The present invention relates to the technology field of physiological signal detection, and more particularly to a non-contact physiological signal measuring device that is able to complete a physiological signal measurement on a subject's skin in the case of having a well personal privacy protection as well as preventing the subject's skin from being hurt. Moreover, this non-contact physiological signal measuring device also has the advantage of having simple framework.
It is well known that, blood oxygen saturation and heart rate are two of multi physiological characteristics that are adopted for being as important health parameters. Recently, photoplethysmography (PPG), an optical measurement technique, has been widely used to measure a physiological signal from an individual, thereby extracting at least one physiological characteristic of the individual from the measured physiological signal. For example, Taiwan patent No. 1592138 discloses a wearable blood-pressure measuring apparatus having photoplenthysmography sensor units. After a user wears the wearable blood-pressure measuring apparatus on his wrist, the wearable blood-pressure measuring apparatus can be operated to achieve a physiological signal measurement on the wrist skin of the user. During the physiological signal measurement, the wearable blood-pressure measuring apparatus firstly emits a detecting light to the wrist skin of the user, so as to subsequently receive a reflection light radiated from the wrist skin by a light receiving unit thereof, thereby generating a PPG signal through successively recording variations in the amplitude of the reflection light. On the other hand, U.S. patent publication No. 2017/0340217A1 discloses a physiological detection device, which is actually a fingertip pulse oximeter. When using the physiological detection device to complete a physiological signal measurement of a subject, the subject is required to put his index finger into a finger receiving space of the fingertip pulse oximeter, such that a detecting light is generated and then emits to one surface of the index finger. Consequently, the fingertip pulse oximeter receives a transmitted light from another surface of the index finger, so as to eventually produce corresponding PPG signal after successively recording variations in the amplitude of the transmitted light.
From above descriptions, it is understood that photoplethysmography (PPG) method has applied to carry out a reflection-type contact physiological signal measuring device and/or a transmission-type contact physiological signal measuring device. However, user feedback has indicated that the conventional contact physiological signal measuring device shows some drawbacks in practical use. For example, the contact physiological signal measuring device commonly causes the skin allergy of the users who have sensitive skin. In view of that, China patent No. CN102973253B discloses a system for monitoring human physiological indexes by using visual information, which is a non-contact physiological signal measuring device. When the non-contact physiological signal measuring device is operated to execute a physiological signal measurement, a camera is firstly adopted for continuously capturing a subject image from a subject. Next, an image processing unit subsequently identifies the subject's face after completing a complex image processing of the subject image, so as to define and select a region of interest (ROI) from the subject's face. As a result, after splitting a red channel signal, a green channel signal and a blue channel signal from the selected ROI image frame(s), the R/G/B signals are conditioned in preparation for data analysis for the gathering of physiological characteristics.

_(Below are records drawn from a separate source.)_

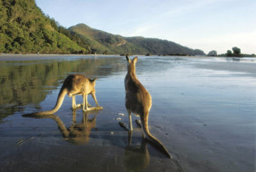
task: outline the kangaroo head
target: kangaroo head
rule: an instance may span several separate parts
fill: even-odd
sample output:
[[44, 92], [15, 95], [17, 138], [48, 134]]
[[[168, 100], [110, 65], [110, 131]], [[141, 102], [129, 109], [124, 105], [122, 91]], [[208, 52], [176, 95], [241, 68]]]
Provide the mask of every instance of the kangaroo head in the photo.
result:
[[126, 55], [126, 60], [128, 62], [128, 71], [135, 71], [135, 65], [138, 61], [138, 57], [135, 57], [132, 61], [131, 61], [130, 58]]

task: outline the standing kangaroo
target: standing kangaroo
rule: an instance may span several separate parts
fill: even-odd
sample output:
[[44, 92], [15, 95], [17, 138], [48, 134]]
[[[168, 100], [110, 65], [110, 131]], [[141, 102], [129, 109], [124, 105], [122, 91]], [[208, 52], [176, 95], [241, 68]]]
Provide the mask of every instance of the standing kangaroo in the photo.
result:
[[[67, 94], [68, 97], [72, 96], [72, 108], [73, 110], [81, 106], [83, 106], [83, 111], [102, 110], [103, 108], [99, 105], [95, 96], [95, 87], [96, 80], [97, 78], [89, 79], [81, 75], [71, 75], [68, 76], [64, 80], [62, 87], [60, 89], [54, 108], [49, 111], [33, 113], [31, 115], [45, 115], [56, 112], [61, 106], [66, 94]], [[88, 107], [90, 106], [90, 105], [87, 101], [88, 94], [92, 94], [92, 97], [97, 104], [97, 107]], [[76, 95], [83, 95], [83, 104], [76, 104]]]
[[129, 128], [124, 122], [120, 125], [128, 131], [132, 131], [131, 113], [140, 117], [144, 138], [146, 138], [157, 149], [168, 157], [171, 155], [164, 145], [149, 132], [148, 121], [148, 114], [152, 106], [151, 96], [137, 78], [135, 64], [138, 57], [132, 61], [126, 55], [128, 62], [128, 71], [124, 82], [125, 87], [125, 106], [129, 115]]

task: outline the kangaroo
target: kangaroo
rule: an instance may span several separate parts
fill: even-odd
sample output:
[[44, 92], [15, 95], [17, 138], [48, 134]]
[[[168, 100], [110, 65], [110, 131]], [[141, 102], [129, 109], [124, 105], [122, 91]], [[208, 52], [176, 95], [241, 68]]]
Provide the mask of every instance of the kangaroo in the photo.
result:
[[144, 138], [168, 157], [172, 158], [164, 145], [150, 133], [148, 125], [148, 114], [152, 106], [151, 96], [138, 80], [136, 75], [135, 64], [138, 57], [132, 61], [126, 55], [128, 62], [127, 73], [124, 82], [125, 87], [125, 107], [129, 115], [129, 127], [124, 122], [119, 124], [128, 131], [132, 131], [131, 113], [140, 117]]
[[[47, 115], [56, 112], [61, 107], [66, 94], [68, 97], [72, 96], [72, 108], [73, 110], [82, 106], [83, 111], [103, 109], [102, 107], [99, 105], [95, 96], [95, 87], [96, 80], [97, 78], [89, 79], [81, 75], [71, 75], [68, 76], [64, 80], [62, 87], [60, 89], [55, 106], [51, 110], [33, 113], [31, 115]], [[90, 108], [90, 105], [87, 101], [88, 94], [92, 95], [97, 104], [97, 107]], [[83, 104], [76, 104], [76, 95], [83, 95]]]

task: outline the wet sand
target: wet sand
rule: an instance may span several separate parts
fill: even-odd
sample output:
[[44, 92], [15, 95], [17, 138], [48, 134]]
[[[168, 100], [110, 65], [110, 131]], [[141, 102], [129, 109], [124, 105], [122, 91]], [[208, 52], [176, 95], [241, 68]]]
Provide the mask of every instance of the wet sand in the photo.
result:
[[[76, 61], [80, 66], [68, 69], [64, 64], [64, 70], [60, 66], [64, 61], [71, 65], [70, 57], [62, 56], [63, 62], [58, 58], [51, 59], [56, 59], [58, 65], [48, 61], [45, 65], [58, 67], [51, 70], [47, 66], [49, 73], [44, 69], [40, 73], [45, 72], [45, 78], [41, 76], [39, 80], [53, 76], [32, 94], [46, 92], [42, 101], [28, 96], [26, 103], [15, 101], [15, 97], [8, 102], [1, 101], [3, 114], [10, 111], [6, 106], [15, 107], [13, 113], [0, 119], [1, 171], [255, 171], [256, 72], [252, 68], [256, 67], [255, 62], [139, 57], [138, 78], [152, 96], [150, 130], [173, 155], [173, 159], [169, 159], [143, 141], [135, 122], [132, 136], [118, 125], [119, 121], [128, 122], [124, 57], [100, 56], [95, 60], [93, 55], [79, 57]], [[20, 73], [33, 65], [36, 69], [42, 68], [29, 61], [20, 63], [24, 66]], [[42, 64], [44, 65], [44, 60]], [[19, 66], [17, 61], [8, 64]], [[56, 71], [60, 72], [53, 73]], [[22, 117], [53, 107], [63, 78], [74, 73], [99, 78], [96, 96], [102, 110], [84, 113], [78, 109], [72, 112], [71, 99], [66, 96], [54, 115]], [[14, 85], [9, 87], [22, 92], [22, 87], [19, 90], [15, 85], [16, 75], [10, 75]], [[2, 81], [5, 78], [8, 83], [4, 76], [1, 76]], [[36, 76], [33, 77], [36, 80]], [[1, 87], [7, 87], [4, 84]], [[35, 85], [27, 87], [35, 92]], [[77, 96], [77, 103], [81, 101], [82, 97]], [[95, 106], [91, 97], [89, 101]], [[136, 118], [132, 117], [133, 121]]]

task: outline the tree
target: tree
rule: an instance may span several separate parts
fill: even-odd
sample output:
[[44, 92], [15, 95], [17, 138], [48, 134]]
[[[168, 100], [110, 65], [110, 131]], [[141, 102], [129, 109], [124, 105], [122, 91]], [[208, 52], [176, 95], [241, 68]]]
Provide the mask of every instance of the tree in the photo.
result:
[[232, 53], [231, 52], [231, 50], [227, 50], [227, 57], [232, 57]]
[[217, 56], [217, 52], [216, 50], [211, 51], [208, 53], [207, 56]]
[[239, 48], [234, 47], [232, 48], [233, 54], [235, 56], [240, 56], [241, 54], [241, 50]]

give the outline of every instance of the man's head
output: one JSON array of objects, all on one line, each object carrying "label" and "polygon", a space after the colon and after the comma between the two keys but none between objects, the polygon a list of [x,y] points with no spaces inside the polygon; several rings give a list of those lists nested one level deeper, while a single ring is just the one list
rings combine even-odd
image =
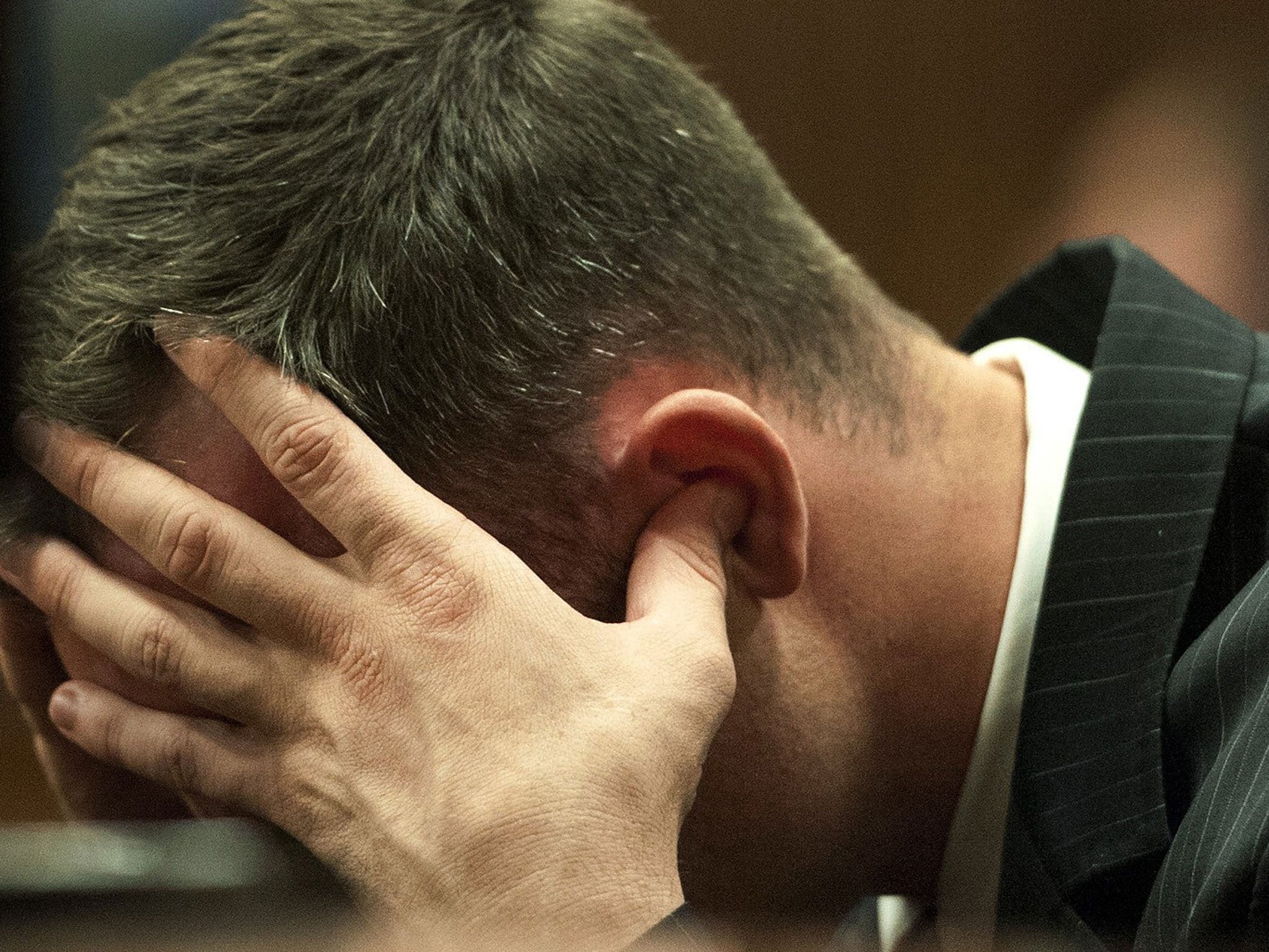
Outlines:
[{"label": "man's head", "polygon": [[631,539],[591,428],[632,367],[897,413],[879,293],[599,0],[254,4],[110,107],[22,307],[24,402],[122,437],[156,319],[226,334],[596,614]]},{"label": "man's head", "polygon": [[[954,773],[930,725],[972,740],[973,691],[948,687],[968,649],[944,628],[980,611],[981,552],[1016,538],[992,453],[1020,423],[1003,397],[943,426],[931,404],[977,372],[949,369],[626,8],[260,0],[112,105],[22,307],[25,404],[317,553],[156,324],[330,395],[595,617],[621,616],[676,486],[741,482],[739,693],[683,853],[697,895],[839,901],[864,859],[902,864],[887,810],[931,787],[909,764]],[[971,533],[977,565],[953,545]]]}]

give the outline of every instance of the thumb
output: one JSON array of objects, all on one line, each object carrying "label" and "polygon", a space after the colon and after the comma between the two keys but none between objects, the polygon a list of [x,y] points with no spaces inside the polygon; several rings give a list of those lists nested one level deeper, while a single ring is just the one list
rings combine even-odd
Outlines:
[{"label": "thumb", "polygon": [[726,641],[723,559],[749,514],[746,494],[714,480],[671,496],[634,543],[627,621],[665,619]]}]

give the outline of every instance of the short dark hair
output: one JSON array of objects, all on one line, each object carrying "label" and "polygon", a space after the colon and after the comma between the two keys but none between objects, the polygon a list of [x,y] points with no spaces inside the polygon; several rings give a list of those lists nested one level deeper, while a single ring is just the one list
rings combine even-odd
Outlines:
[{"label": "short dark hair", "polygon": [[89,135],[25,256],[20,397],[121,438],[155,315],[230,335],[610,613],[596,396],[674,357],[883,415],[879,301],[624,6],[258,0]]}]

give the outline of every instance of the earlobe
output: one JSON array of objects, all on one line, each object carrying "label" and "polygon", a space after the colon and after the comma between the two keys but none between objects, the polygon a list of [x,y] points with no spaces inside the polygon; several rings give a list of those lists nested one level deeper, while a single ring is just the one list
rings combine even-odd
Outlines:
[{"label": "earlobe", "polygon": [[750,499],[749,519],[732,543],[739,580],[760,598],[782,598],[802,584],[802,485],[784,440],[744,400],[717,390],[664,397],[634,423],[618,470],[654,508],[700,480],[737,486]]}]

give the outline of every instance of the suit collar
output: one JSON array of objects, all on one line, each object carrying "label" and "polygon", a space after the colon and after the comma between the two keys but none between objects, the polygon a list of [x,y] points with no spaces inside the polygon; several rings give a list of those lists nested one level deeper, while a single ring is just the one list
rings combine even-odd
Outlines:
[{"label": "suit collar", "polygon": [[1065,246],[985,311],[962,344],[1019,334],[1093,371],[1037,622],[1013,787],[1022,828],[1079,909],[1113,895],[1121,871],[1141,878],[1169,844],[1164,682],[1254,335],[1122,239]]}]

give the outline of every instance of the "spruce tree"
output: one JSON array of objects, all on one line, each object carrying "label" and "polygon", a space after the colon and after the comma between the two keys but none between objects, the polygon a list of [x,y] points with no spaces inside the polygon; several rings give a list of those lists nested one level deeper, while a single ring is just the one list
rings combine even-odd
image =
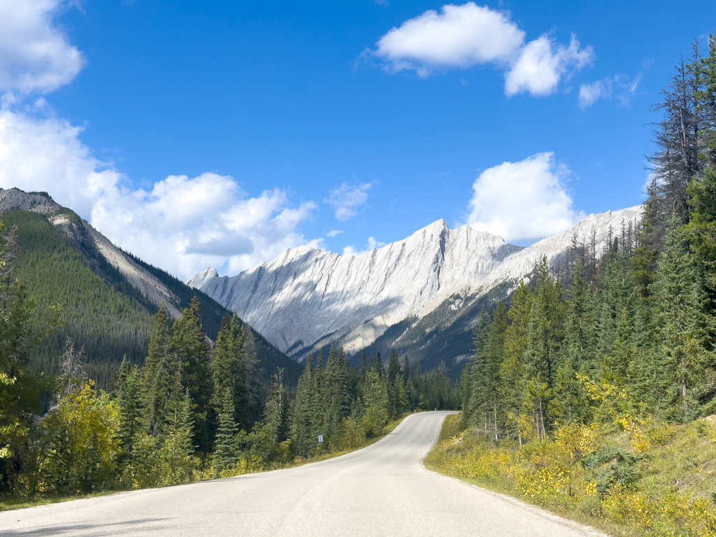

The forgoing technology way also called imaging photoplethysmography (iPPG) or remote photoplethysmography (rPPG). Engineers skilled in use or application of the rPPG certainly know that, the above-mentioned image processing unit integrated in the non-contact physiological signal measuring device must be an image processor chip with high-speed computing ability, causing the manufacturing cost of the non-contact physiological signal measuring device fails to be effectively lowered. In addition, despite the fact that there is a high performance image processor integrated in the non-contact physiological signal measuring device using rPPG method, the non-contact physiological signal measuring device still needs a considerable time for finishing a huge computation, in order to extract physiological characteristics from the image of subject's face. The most important thing is that, resulted from the fact that there are large amounts of image data stored in a storage unit of the non-contact physiological signal measuring device during the physiological signal measurement using rPPG method, the subject therefore worries about lack of personal privacy.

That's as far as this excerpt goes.